Description: This is an excellent new book covering important current concepts on the neurobiological aspects of various developmental processes and disorders. Written and edited by an outstanding group of internationally recognized researchers in the field, this book is an important contribution to the field.
Purpose: The purpose is to provide practitioners with the changing conceptualization of developmental neuroscience with a "...more unified understanding involved in cognitive and emotional disorders with the use of imaging and genetic methods." The book's central thesis is to emphasize the importance of examining the developmental progressions and changes in typical and atypical behavioral and neural systems. The editors and authors have produced an extremely interesting and up-to-date account of the current research questions that are being pursued in this field.
Audience: The primary audience, although not specifically stated, includes researchers in neurodevelopmental disorders, clinicians in child psychiatry, developmental psychology, adult psychiatry (these individuals grow up), child neurology, and any mental health practitioners who want to become aware of the major research ideas in this fascinating field.

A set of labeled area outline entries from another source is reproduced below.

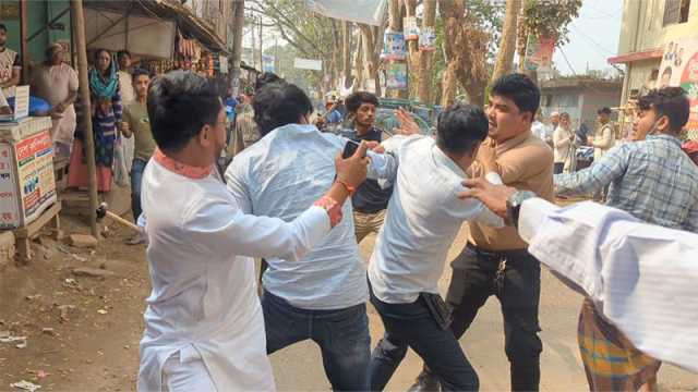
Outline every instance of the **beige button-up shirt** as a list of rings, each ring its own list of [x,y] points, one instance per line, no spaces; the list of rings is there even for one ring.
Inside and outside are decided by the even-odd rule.
[[[553,199],[553,151],[545,142],[527,131],[504,143],[486,138],[472,166],[473,176],[495,172],[502,182],[517,189],[532,191]],[[470,242],[488,250],[525,249],[528,245],[516,228],[491,228],[469,222]]]

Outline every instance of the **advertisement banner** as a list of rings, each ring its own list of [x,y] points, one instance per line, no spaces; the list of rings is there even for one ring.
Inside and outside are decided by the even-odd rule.
[[[436,49],[436,33],[433,27],[424,27],[419,32],[419,50],[433,51]]]
[[[690,102],[686,130],[688,138],[698,139],[698,38],[684,38],[666,44],[659,68],[657,87],[682,87]]]
[[[262,72],[275,72],[274,63],[276,59],[274,56],[262,54]]]
[[[417,25],[417,16],[406,16],[402,19],[405,27],[405,39],[419,39],[419,26]]]
[[[553,52],[555,51],[555,39],[545,36],[528,36],[526,42],[526,69],[537,71],[538,69],[549,69],[553,64]]]
[[[380,26],[388,12],[387,0],[305,0],[313,12],[341,21]]]
[[[323,62],[322,60],[296,58],[293,59],[293,68],[298,70],[322,71]]]
[[[383,35],[383,60],[405,60],[407,57],[405,48],[405,34],[386,30]]]
[[[407,89],[407,63],[394,62],[388,64],[386,87],[389,89]]]

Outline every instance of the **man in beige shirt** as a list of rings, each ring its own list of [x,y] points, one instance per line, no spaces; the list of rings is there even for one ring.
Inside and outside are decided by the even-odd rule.
[[[56,156],[70,158],[77,119],[73,102],[77,98],[77,73],[63,62],[65,51],[60,44],[46,49],[46,62],[32,73],[35,96],[51,106],[51,139]]]
[[[489,138],[480,147],[472,176],[494,171],[504,184],[553,199],[553,151],[533,136],[531,124],[540,105],[540,90],[527,76],[497,79],[490,93]],[[526,250],[516,228],[494,229],[470,222],[470,238],[452,262],[447,302],[450,329],[462,336],[480,307],[495,295],[504,316],[505,352],[510,363],[513,391],[537,391],[540,383],[538,336],[540,264]],[[435,379],[425,369],[414,390],[431,390]]]

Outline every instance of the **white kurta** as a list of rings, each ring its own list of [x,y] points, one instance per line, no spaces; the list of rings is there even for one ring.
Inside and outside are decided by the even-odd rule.
[[[698,234],[595,203],[526,200],[528,250],[582,292],[641,352],[698,371]]]
[[[329,218],[318,207],[288,223],[243,215],[215,174],[191,177],[166,163],[154,157],[143,175],[153,291],[137,389],[163,390],[164,365],[179,357],[218,391],[272,391],[252,257],[298,260],[329,232]]]

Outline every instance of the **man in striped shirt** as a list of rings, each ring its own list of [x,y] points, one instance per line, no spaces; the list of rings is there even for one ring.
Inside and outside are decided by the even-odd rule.
[[[698,168],[678,139],[688,121],[688,99],[681,87],[665,87],[641,97],[638,107],[634,132],[639,142],[611,149],[588,169],[555,175],[557,192],[588,194],[610,185],[607,206],[648,223],[698,232]],[[591,390],[655,390],[661,363],[633,346],[589,299],[578,338]]]

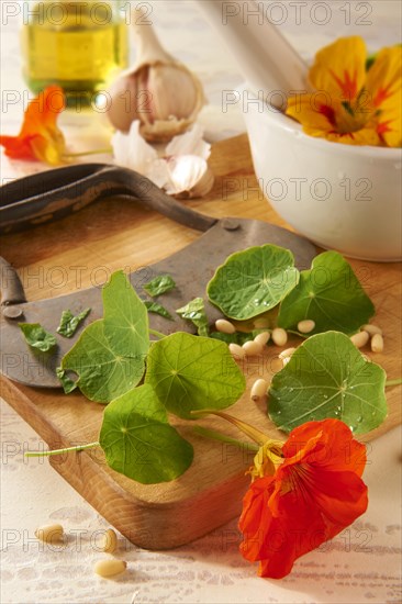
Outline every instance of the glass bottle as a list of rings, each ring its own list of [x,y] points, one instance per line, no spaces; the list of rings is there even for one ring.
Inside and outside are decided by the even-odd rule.
[[[56,83],[67,104],[91,103],[127,66],[126,7],[120,0],[24,1],[23,74],[32,92]]]

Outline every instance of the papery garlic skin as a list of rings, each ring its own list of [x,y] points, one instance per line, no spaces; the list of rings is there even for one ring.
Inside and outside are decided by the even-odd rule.
[[[161,189],[166,186],[169,180],[167,164],[141,136],[138,121],[132,123],[127,134],[118,131],[112,136],[111,144],[119,166],[146,176]]]
[[[138,120],[144,138],[167,142],[196,121],[205,104],[202,85],[161,47],[150,24],[138,20],[138,15],[133,21],[138,58],[110,88],[108,116],[122,132]]]

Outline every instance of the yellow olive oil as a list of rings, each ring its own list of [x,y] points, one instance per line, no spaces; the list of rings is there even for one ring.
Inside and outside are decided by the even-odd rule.
[[[113,5],[114,4],[114,5]],[[127,65],[127,26],[108,2],[36,2],[22,30],[24,77],[37,93],[58,85],[88,103]]]

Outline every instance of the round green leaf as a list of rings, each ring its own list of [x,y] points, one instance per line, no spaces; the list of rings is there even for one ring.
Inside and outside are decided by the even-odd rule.
[[[273,376],[269,416],[284,432],[335,417],[355,434],[365,434],[387,416],[384,384],[384,370],[345,334],[326,332],[306,339]]]
[[[276,245],[232,254],[208,283],[212,304],[237,321],[273,309],[299,281],[294,257]]]
[[[122,270],[102,290],[103,328],[113,350],[124,357],[145,356],[149,348],[148,313]]]
[[[99,443],[113,470],[143,484],[174,480],[193,459],[192,446],[168,424],[164,405],[147,384],[107,406]]]
[[[142,355],[123,357],[115,353],[103,332],[103,320],[82,332],[75,346],[63,357],[62,371],[79,376],[77,385],[88,399],[109,403],[134,388],[144,373]]]
[[[246,388],[226,344],[182,332],[153,344],[145,382],[168,411],[187,420],[194,410],[232,405]]]
[[[330,329],[350,335],[375,312],[345,258],[337,251],[324,251],[314,258],[311,270],[301,272],[299,284],[282,301],[278,325],[298,332],[298,323],[311,318],[315,328],[309,335]]]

Features: The introduction is a summary of the book providing an overview perspective of the current research ideas in developmental neuropsychiatry. Chapter 1 is a very interesting review of the current ideas regarding early attachment. Chapter 2 focuses on the development of an essential cognitive process: face perception. Chapter 3 summarizes the literature on the neurobiology of reading disability and intervention for this common problem. Chapter 4 covers in depth the neurobiology of Tourette's syndrome and chapter 5 details the neurodevelopmental aspects of schizophrenia. Each chapter ends with useful and relevant citations of the literature.
Assessment: This is an excellent presentation of the recent research literature in this very interesting field. Anyone interested in the development of cognitive processes should read this book.